What about the last term in Bayes’ theorem though, the denominator \(\p(E)\)? It corresponds to a virtue of good explanations too!

The hammer/feather experiment was performed on the moon in 1971. See the full video here. Figure 10.1: The hammer/feather experiment was performed on the moon in 1971. See the full video here.

It’s also been performed in vacuum chambers here on earth.
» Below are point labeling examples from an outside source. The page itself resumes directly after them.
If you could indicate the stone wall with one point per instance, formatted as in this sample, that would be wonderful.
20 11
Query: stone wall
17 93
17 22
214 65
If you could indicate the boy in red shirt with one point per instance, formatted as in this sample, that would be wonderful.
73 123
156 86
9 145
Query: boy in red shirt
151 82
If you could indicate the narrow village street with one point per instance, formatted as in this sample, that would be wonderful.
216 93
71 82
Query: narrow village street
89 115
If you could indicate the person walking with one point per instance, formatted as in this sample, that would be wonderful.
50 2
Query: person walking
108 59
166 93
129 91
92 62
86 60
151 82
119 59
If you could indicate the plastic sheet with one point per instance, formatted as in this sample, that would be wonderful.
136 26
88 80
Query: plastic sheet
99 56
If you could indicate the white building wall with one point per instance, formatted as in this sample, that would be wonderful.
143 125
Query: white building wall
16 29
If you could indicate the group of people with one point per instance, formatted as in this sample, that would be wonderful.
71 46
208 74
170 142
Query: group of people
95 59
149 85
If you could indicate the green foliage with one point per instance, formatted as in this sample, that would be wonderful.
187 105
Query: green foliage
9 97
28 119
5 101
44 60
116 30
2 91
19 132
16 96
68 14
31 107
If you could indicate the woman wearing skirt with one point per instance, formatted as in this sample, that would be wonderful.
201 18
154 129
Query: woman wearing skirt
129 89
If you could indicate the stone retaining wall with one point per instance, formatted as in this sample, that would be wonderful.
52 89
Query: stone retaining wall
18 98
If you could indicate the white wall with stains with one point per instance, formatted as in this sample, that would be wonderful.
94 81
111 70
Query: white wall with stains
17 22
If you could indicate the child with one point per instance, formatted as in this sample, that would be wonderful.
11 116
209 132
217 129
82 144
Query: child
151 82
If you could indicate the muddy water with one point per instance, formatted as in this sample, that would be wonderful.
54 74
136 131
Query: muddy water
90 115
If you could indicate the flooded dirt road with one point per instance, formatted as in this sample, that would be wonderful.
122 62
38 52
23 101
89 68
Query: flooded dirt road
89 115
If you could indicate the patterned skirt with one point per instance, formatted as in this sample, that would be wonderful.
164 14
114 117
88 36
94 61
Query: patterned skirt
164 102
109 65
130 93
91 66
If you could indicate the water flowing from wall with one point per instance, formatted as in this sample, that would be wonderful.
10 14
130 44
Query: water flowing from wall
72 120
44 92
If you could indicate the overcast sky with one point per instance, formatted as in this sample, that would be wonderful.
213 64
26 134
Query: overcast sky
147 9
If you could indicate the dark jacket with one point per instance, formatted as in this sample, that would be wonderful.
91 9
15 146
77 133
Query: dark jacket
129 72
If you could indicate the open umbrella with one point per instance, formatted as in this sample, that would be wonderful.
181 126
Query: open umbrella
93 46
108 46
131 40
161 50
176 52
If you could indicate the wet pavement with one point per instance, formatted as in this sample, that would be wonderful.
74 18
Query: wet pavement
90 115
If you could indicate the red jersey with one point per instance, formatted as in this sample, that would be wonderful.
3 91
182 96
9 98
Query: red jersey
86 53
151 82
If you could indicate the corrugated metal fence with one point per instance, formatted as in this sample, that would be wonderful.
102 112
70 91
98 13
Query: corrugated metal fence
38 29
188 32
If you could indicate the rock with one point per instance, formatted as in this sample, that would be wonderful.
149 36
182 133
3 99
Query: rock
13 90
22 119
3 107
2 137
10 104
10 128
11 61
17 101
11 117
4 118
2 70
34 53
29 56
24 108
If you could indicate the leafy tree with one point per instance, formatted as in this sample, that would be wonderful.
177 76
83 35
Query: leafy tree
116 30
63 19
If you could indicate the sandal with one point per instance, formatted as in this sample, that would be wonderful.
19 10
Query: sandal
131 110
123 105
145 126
A beautifully filmed example is available on YouTube, courtesy of the BBC. Figure 10.1: It’s also been performed in vacuum chambers here on earth. A beautifully filmed example is available on YouTube, courtesy of the BBC.

Scientists love theories that explain the unexplained. For example, Newton’s theory of physics is able to explain why a heavy object and a light object, like a hammer and feather, fall to the ground at the same speed as long as there’s no air resistance. If you’d never performed this experiment before, you’d probably expect the hammer to fall faster. You’d be surprised to find that the hammer and feather actually hit the ground at the same time. That Newton’s theory explains this surprising fact strongly supports his theory.

So the ability to explain surprising facts is a third virtue of a good explanation. And this virtue corresponds to our third term in Bayes’ theorem:

  1. \(\p(E)\) corresponds to how surprising the evidence \(E\) is. If \(E\) is surprising, then \(\p(E)\) will be low, since \(E\) isn’t something we expect to be true.

And since \(\p(E)\) is in the denominator of Bayes’ theorem, a smaller number there means a bigger value for \(\p(H \given E)\). So the more surprising the finding \(E\) is, the more it supports a hypothesis \(H\) that explains it.

According to this analysis then, each term in Bayes’ theorem corresponds to a virtue of a good explanation. And that’s why Inference to the Best Explanation works as a form of inductive inference.